CD56, una proteina normalmente presente sulla superficie di alcune cellule del sistema immunitario, potrebbe diventare un prezioso indicatore capace di guidare i medici nella scelta della terapia più efficace per i pazienti affetti da mieloma multiplo. Questo è quanto emerge da uno studio condotto all’IRCCS Ospedale Policlinico San Martino di Genova pubblicato sulla rivista internazionale Blood Cancer Journal.

 

Immagine decorativa raffigurante un/a laboratorista che regge una provetta e scrive delle annotazioni.

CD56, una proteina normalmente presente sulla superficie di alcune cellule del sistema immunitario, potrebbe diventare un prezioso indicatore capace di guidare i medici nella scelta della terapia più efficace per i pazienti affetti da mieloma multiplo. Questo è quanto emerge da uno studio condotto all’IRCCS Ospedale Policlinico San Martino di Genova pubblicato sulla rivista internazionale Blood Cancer Journal.

Il mieloma multiplo è un tumore del sangue aggressivo che ha origine nel midollo osseo e colpisce le plasmacellule, cellule del sistema immunitario normalmente deputate alla produzione di anticorpi. In Italia, secondo i dati dell’Associazione Italiana Registro Tumori (AIRTUM), nel 2024 si sono registrati circa 6.700 nuovi casi. 

Negli ultimi anni l’arrivo di nuove terapie mirate ha migliorato sensibilmente l’aspettativa di vita dei pazienti. Tra queste terapie, un ruolo cruciale è svolto dall’immunoterapia, che sfrutta le difese immunitarie del paziente indirizzandole contro le cellule tumorali.

Oggi i due anticorpi monoclonali più utilizzati sono Isatuximab e Daratumumab. Tuttavia, non esiste ancora un criterio certo che consenta di prevedere a priori quale dei due sia più indicato.

Lo studio guidato da Michele Cea, Dirigente Medico presso la Clinica Ematologica del Policlinico San Martino e Professore Associato all’Università di Genova, in collaborazione con il Dana-Farber Cancer Institute di Boston e la Harvard Medical School, ha individuato nella CD56 un potenziale indicatore chiave: “Abbiamo scoperto che identificare precocemente i livelli di CD56 presenti sulla superficie delle cellule tumorali consente di selezionare con maggiore precisione la terapia. Le nostre evidenze suggeriscono che, quando questa proteina è presente in quantità elevata, Isatuximab possa offrire un’efficacia superiore” – spiega Cea. “È un’informazione immediatamente applicabile nella pratica clinica, poiché la misurazione di CD56 viene già eseguita di routine attraverso l’analisi del sangue midollare.”
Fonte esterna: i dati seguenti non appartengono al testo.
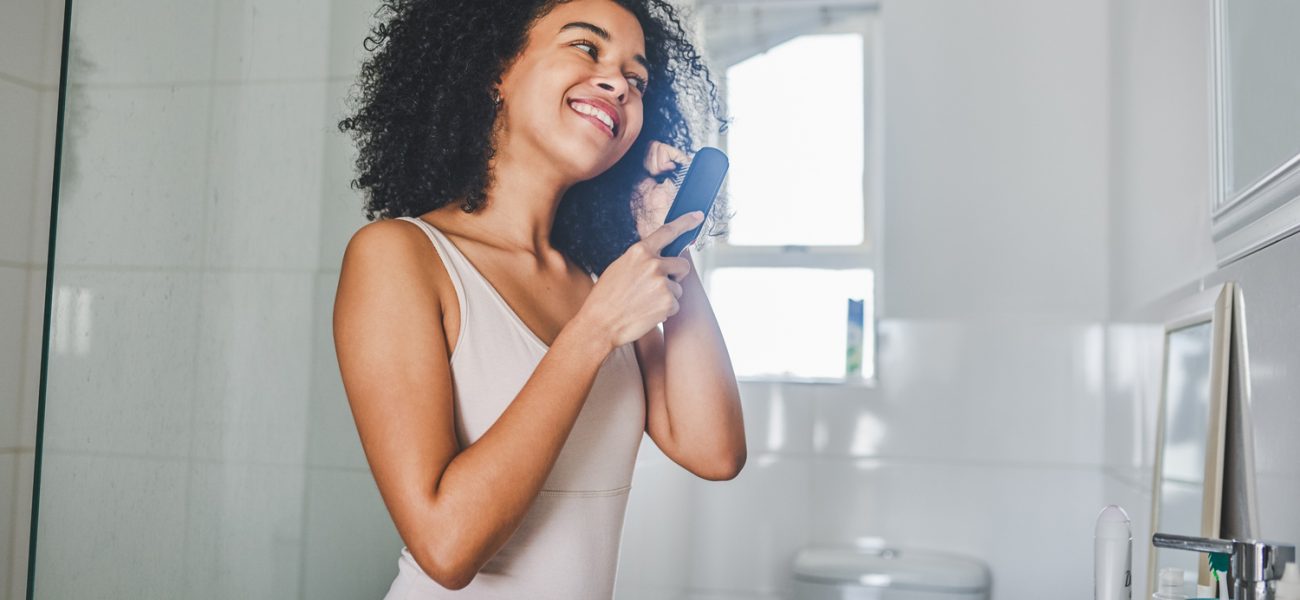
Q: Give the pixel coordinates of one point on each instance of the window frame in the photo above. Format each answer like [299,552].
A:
[718,253]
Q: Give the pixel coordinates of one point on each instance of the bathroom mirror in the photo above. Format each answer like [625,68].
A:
[1187,490]
[1256,195]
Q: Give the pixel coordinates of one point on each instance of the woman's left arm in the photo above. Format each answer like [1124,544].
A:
[693,411]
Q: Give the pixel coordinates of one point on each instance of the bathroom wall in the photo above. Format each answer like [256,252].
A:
[984,434]
[1161,251]
[30,42]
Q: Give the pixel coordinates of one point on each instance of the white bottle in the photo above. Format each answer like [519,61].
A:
[1113,557]
[1288,587]
[1170,586]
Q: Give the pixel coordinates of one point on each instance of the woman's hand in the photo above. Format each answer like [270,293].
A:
[657,198]
[640,288]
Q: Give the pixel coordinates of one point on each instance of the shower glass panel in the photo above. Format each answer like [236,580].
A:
[195,437]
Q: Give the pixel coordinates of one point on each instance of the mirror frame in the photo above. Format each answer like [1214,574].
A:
[1213,305]
[1268,208]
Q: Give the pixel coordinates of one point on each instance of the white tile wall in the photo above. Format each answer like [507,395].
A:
[251,42]
[265,165]
[30,38]
[122,362]
[18,127]
[151,194]
[1161,247]
[350,546]
[98,509]
[245,530]
[111,46]
[252,374]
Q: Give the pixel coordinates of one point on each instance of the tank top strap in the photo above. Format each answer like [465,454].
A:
[453,260]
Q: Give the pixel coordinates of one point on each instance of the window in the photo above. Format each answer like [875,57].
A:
[793,282]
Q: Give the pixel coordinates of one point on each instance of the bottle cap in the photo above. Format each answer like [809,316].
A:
[1113,524]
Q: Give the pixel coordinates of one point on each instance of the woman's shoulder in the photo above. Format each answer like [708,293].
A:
[394,252]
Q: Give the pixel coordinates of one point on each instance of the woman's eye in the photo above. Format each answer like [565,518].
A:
[592,51]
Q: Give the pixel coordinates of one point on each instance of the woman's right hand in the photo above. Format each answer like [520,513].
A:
[640,288]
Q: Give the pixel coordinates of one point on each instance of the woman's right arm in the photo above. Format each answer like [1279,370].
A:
[455,508]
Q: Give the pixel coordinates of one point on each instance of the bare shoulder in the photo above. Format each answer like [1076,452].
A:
[395,261]
[391,353]
[391,291]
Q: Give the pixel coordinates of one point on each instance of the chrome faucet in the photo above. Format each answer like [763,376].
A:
[1256,565]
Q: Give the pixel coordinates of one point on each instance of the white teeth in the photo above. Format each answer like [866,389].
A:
[589,109]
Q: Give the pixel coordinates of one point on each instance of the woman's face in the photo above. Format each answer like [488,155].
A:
[573,95]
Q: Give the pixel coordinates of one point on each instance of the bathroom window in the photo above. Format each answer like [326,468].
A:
[793,281]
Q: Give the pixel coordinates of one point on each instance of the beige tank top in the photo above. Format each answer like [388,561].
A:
[567,546]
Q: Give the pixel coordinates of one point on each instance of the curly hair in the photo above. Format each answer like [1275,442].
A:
[424,122]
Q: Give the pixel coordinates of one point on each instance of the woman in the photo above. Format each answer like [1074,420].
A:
[499,388]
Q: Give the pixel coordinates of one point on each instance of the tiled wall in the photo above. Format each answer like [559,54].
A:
[195,421]
[1161,251]
[984,435]
[30,39]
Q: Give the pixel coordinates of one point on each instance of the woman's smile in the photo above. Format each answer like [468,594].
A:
[598,113]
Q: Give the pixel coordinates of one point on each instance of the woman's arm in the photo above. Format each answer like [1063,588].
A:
[692,400]
[454,508]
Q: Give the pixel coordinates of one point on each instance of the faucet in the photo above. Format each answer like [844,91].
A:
[1256,565]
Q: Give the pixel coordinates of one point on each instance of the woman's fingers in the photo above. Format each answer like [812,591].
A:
[662,157]
[670,231]
[675,288]
[675,266]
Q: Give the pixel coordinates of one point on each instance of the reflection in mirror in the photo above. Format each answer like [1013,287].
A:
[1190,444]
[1261,92]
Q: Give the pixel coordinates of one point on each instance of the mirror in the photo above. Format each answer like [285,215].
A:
[1256,126]
[1187,490]
[1261,92]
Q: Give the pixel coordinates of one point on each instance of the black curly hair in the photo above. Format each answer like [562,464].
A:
[424,122]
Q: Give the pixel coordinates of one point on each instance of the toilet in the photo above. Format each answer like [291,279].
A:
[854,573]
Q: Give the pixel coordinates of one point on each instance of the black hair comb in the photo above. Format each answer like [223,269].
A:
[697,183]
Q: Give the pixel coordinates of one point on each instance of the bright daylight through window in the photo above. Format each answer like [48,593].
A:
[792,283]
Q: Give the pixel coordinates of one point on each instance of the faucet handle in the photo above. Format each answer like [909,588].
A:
[1194,544]
[1255,564]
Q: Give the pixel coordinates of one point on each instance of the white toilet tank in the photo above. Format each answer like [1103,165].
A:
[852,573]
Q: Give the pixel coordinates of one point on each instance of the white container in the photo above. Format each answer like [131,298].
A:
[1113,559]
[850,573]
[1170,585]
[1288,587]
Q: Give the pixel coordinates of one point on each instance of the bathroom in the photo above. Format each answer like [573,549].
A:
[1044,185]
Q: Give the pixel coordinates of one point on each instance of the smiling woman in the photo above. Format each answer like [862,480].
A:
[499,387]
[425,113]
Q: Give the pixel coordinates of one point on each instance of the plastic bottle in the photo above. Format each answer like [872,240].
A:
[1113,555]
[1288,587]
[1170,586]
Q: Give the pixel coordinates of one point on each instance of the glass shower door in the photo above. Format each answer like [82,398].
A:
[195,440]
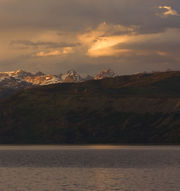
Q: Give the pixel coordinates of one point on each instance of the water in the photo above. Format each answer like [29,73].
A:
[89,168]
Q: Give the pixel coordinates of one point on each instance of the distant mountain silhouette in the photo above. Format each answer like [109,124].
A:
[132,109]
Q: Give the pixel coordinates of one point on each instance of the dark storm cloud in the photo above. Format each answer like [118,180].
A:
[53,25]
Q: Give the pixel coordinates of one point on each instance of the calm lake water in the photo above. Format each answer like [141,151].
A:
[89,168]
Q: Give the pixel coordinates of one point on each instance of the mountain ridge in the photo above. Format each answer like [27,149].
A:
[132,109]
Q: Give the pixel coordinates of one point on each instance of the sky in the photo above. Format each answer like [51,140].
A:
[53,36]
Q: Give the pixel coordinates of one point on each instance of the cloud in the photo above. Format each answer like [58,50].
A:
[168,10]
[101,42]
[64,51]
[32,44]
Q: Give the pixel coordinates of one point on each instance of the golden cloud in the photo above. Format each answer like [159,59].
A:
[102,42]
[64,51]
[168,11]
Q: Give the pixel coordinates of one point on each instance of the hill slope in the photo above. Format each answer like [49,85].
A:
[142,108]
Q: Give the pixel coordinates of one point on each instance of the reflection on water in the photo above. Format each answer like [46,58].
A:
[101,168]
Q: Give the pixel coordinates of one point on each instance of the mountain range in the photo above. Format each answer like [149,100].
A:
[142,108]
[13,81]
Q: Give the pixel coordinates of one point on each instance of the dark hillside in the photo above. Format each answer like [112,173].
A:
[141,108]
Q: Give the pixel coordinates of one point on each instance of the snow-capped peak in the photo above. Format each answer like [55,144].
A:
[108,73]
[71,76]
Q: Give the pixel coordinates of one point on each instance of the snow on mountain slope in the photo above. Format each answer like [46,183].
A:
[13,78]
[108,73]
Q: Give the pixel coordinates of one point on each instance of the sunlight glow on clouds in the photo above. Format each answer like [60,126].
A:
[168,11]
[89,35]
[65,51]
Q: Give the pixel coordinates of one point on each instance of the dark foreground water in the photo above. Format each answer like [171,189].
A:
[89,168]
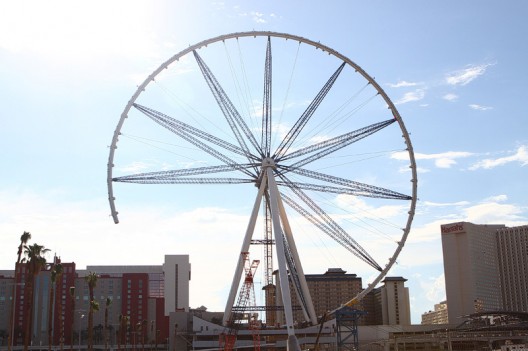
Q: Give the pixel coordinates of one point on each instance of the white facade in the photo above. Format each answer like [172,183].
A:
[471,269]
[177,272]
[438,316]
[512,246]
[395,302]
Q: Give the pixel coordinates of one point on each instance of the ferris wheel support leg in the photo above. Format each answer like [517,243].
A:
[245,248]
[308,310]
[281,254]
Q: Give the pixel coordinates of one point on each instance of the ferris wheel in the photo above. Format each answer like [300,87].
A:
[291,125]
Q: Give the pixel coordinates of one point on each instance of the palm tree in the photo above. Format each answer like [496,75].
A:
[24,238]
[107,305]
[91,279]
[35,262]
[56,272]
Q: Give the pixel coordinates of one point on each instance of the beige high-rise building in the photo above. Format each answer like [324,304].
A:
[395,304]
[471,269]
[512,247]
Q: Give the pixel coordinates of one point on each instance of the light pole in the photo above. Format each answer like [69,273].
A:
[13,313]
[80,320]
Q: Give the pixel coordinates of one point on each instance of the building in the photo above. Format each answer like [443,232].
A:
[512,249]
[141,293]
[471,268]
[485,268]
[388,304]
[396,309]
[438,316]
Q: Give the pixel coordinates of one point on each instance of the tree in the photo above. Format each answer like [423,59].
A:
[107,305]
[56,272]
[91,279]
[35,263]
[24,238]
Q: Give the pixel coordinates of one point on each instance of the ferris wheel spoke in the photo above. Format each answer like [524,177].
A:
[360,189]
[231,114]
[328,226]
[307,114]
[179,127]
[191,139]
[266,105]
[329,146]
[185,180]
[178,173]
[339,190]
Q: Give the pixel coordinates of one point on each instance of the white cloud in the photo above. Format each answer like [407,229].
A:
[497,198]
[441,160]
[450,97]
[520,156]
[434,289]
[494,213]
[416,95]
[465,76]
[258,17]
[480,107]
[66,30]
[402,84]
[445,204]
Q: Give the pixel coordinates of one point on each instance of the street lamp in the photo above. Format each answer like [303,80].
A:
[80,320]
[12,334]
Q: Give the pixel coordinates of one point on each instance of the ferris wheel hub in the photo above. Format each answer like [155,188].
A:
[268,162]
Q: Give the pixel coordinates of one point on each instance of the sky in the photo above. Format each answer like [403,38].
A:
[455,71]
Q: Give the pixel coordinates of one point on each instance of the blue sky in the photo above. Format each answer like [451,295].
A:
[455,70]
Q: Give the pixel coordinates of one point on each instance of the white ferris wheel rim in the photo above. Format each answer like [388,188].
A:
[317,45]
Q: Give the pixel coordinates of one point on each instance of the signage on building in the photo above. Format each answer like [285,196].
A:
[452,228]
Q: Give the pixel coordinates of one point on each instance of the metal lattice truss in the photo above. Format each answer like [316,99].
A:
[272,171]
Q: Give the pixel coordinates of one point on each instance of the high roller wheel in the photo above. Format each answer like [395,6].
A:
[291,122]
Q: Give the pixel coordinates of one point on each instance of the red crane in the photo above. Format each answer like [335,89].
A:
[246,298]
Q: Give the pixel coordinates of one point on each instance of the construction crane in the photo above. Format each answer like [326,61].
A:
[246,299]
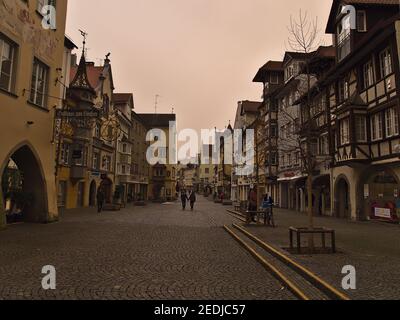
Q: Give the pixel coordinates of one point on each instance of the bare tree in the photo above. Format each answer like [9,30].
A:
[303,38]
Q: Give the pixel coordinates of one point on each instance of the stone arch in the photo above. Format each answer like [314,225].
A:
[92,193]
[342,206]
[34,183]
[365,178]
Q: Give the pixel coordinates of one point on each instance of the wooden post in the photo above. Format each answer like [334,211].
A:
[3,222]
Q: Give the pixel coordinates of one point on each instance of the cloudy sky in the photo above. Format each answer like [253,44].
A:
[200,56]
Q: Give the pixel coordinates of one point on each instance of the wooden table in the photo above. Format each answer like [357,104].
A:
[322,231]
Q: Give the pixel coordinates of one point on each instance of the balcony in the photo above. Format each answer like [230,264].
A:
[344,48]
[78,172]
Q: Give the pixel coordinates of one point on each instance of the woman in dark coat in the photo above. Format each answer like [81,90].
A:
[192,199]
[183,199]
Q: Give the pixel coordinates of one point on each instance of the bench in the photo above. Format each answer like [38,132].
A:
[321,231]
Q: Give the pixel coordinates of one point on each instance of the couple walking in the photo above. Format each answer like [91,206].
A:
[185,198]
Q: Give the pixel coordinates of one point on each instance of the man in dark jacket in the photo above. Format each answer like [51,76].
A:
[183,199]
[192,199]
[100,200]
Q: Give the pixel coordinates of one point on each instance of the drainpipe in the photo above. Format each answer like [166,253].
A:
[3,222]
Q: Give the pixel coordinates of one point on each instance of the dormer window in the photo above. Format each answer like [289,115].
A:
[361,21]
[343,37]
[274,78]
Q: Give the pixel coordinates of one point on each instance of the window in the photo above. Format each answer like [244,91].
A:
[42,3]
[107,163]
[62,193]
[361,21]
[274,131]
[39,83]
[392,122]
[344,132]
[274,78]
[65,154]
[368,71]
[274,159]
[385,62]
[97,131]
[343,90]
[323,145]
[361,128]
[96,161]
[7,61]
[376,127]
[343,37]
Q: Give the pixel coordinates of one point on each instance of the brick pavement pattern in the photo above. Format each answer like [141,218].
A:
[154,252]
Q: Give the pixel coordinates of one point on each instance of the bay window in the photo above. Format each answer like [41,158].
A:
[392,122]
[385,63]
[376,127]
[344,131]
[7,63]
[361,128]
[40,76]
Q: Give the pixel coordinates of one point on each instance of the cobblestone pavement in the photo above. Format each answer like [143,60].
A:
[373,248]
[155,252]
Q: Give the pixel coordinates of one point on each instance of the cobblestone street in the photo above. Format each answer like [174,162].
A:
[154,252]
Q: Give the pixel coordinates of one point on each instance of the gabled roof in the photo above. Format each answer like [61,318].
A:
[274,66]
[250,107]
[95,74]
[295,56]
[80,79]
[330,28]
[152,120]
[123,98]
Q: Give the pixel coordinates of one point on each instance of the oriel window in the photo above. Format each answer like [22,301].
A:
[385,61]
[7,62]
[40,74]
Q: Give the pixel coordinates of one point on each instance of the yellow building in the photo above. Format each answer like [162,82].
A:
[30,64]
[87,155]
[163,177]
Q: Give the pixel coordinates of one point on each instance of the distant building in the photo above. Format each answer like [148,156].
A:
[163,177]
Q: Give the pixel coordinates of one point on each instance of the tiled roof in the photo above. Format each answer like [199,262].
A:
[335,6]
[269,66]
[94,73]
[250,106]
[122,98]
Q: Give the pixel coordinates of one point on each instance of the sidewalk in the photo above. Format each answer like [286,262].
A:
[373,248]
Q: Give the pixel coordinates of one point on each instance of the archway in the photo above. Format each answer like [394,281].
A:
[380,187]
[23,187]
[92,194]
[342,199]
[106,187]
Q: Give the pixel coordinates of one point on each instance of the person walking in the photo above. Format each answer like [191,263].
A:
[184,199]
[192,199]
[100,200]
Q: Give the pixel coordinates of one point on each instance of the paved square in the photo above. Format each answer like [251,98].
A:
[155,252]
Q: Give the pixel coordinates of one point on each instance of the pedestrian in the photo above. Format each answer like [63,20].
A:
[398,207]
[183,199]
[192,199]
[100,200]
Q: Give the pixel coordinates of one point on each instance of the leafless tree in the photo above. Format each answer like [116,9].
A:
[303,38]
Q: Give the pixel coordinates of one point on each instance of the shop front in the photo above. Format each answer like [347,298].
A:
[381,195]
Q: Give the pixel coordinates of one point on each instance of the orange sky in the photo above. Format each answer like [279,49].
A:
[200,56]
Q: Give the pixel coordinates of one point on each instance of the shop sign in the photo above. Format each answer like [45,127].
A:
[383,213]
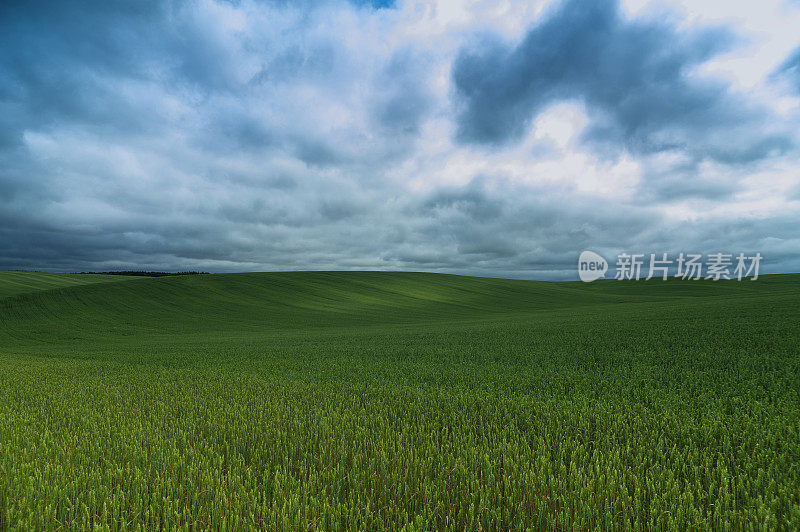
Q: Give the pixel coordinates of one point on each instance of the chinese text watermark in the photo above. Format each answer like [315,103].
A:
[714,266]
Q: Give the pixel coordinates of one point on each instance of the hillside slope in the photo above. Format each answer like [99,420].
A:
[14,283]
[372,400]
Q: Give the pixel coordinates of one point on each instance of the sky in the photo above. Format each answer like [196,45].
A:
[482,137]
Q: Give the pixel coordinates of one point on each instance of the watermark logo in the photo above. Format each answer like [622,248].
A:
[591,266]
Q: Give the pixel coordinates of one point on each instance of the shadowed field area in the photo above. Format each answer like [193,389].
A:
[385,400]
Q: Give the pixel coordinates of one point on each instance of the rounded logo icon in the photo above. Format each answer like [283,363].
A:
[591,266]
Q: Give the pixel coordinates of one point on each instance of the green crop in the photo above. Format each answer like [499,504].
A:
[382,401]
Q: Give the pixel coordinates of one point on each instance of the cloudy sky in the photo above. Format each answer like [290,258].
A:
[479,137]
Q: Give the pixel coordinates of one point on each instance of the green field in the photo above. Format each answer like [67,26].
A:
[378,400]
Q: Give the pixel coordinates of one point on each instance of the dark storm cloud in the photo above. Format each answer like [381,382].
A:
[635,77]
[230,136]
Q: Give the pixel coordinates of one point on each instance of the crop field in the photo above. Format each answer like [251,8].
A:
[383,401]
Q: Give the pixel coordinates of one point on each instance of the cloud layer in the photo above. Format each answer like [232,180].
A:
[499,139]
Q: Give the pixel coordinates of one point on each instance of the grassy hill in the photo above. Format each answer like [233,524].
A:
[19,282]
[386,399]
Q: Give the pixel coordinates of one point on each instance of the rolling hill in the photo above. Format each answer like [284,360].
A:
[342,400]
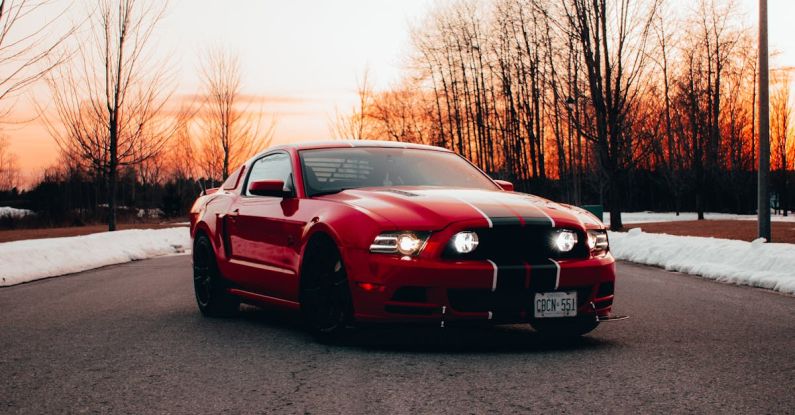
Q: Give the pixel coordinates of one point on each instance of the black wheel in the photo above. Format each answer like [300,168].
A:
[325,296]
[564,327]
[209,285]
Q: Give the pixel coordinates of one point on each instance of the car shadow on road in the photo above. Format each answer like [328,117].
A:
[516,338]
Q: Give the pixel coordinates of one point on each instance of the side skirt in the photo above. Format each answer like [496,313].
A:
[265,299]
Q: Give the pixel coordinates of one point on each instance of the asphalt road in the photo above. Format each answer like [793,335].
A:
[129,339]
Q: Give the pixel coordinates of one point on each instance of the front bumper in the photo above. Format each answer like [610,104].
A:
[387,288]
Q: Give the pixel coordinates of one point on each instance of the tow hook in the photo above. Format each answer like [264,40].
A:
[606,318]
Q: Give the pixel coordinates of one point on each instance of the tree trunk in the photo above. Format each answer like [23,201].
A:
[113,178]
[614,197]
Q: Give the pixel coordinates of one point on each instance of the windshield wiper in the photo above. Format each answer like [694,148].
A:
[330,192]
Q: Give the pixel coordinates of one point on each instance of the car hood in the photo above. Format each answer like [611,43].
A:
[433,208]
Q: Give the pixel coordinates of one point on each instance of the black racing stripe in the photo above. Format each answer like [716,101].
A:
[505,221]
[543,276]
[537,221]
[502,214]
[511,275]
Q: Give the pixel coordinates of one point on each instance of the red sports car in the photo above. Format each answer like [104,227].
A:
[361,232]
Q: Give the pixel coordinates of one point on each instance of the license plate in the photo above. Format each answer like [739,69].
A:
[555,304]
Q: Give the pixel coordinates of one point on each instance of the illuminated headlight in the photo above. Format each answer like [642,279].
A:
[597,240]
[405,243]
[565,240]
[465,242]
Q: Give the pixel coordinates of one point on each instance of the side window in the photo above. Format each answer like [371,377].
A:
[233,179]
[272,167]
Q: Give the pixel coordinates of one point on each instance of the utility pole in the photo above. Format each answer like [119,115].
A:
[763,198]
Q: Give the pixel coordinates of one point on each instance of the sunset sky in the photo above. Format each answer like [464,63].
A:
[304,57]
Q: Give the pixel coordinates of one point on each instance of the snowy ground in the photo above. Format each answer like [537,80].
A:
[646,217]
[33,259]
[757,264]
[10,212]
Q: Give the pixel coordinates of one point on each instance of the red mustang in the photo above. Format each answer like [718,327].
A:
[355,232]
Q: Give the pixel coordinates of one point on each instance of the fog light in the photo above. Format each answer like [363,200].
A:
[565,240]
[465,242]
[408,244]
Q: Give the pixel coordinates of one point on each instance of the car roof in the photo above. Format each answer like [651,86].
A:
[354,143]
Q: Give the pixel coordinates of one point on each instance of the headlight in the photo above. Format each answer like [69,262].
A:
[565,240]
[405,243]
[465,242]
[597,240]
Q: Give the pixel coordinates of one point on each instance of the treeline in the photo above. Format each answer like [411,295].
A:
[70,197]
[633,103]
[129,147]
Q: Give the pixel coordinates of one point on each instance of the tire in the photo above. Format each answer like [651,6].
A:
[325,297]
[568,327]
[208,284]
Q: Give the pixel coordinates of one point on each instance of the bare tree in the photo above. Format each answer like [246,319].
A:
[781,134]
[613,39]
[9,169]
[181,154]
[355,125]
[230,129]
[30,47]
[109,102]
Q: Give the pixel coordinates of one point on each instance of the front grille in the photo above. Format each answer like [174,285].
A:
[530,243]
[481,300]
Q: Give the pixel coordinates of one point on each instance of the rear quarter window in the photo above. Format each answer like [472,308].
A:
[233,180]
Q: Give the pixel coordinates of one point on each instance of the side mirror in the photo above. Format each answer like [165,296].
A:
[274,188]
[506,186]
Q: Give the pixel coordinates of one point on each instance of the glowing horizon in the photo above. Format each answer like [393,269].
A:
[300,59]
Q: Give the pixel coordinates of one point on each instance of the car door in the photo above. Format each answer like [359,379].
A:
[257,234]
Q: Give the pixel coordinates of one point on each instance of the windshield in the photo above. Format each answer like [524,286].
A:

Immagine che riporta una citazione del prof. Cea e della dott.ssa Giorgetti:

Giulia Giorgetti, prima autrice dell’articolo scientifico sulla ricerca dal titolo “CD56 expression modulates NAD+ metabolic landscape and predicts sensitivity to anti-CD38 therapies in multiple myeloma”, pubblicato su Blood Cancer Journal, è una giovane ricercatrice afferente all’IRCCS e all’Università di Genova.  Racconta: “Le cellule con alti livelli di CD56 mostrano un metabolismo più attivo, che Isatuximab riesce a trasformare in una vulnerabilità, interferendo con i processi metabolici cellulari. Il nostro laboratorio, con una lunga esperienza nello studio del metabolismo cellulare, sta ora lavorando per sfruttare ulteriormente questa debolezza intrinseca, così da trasformarla in un nuovo bersaglio terapeutico e aprire la strada a cure innovative contro questo tumore maligno del sangue.”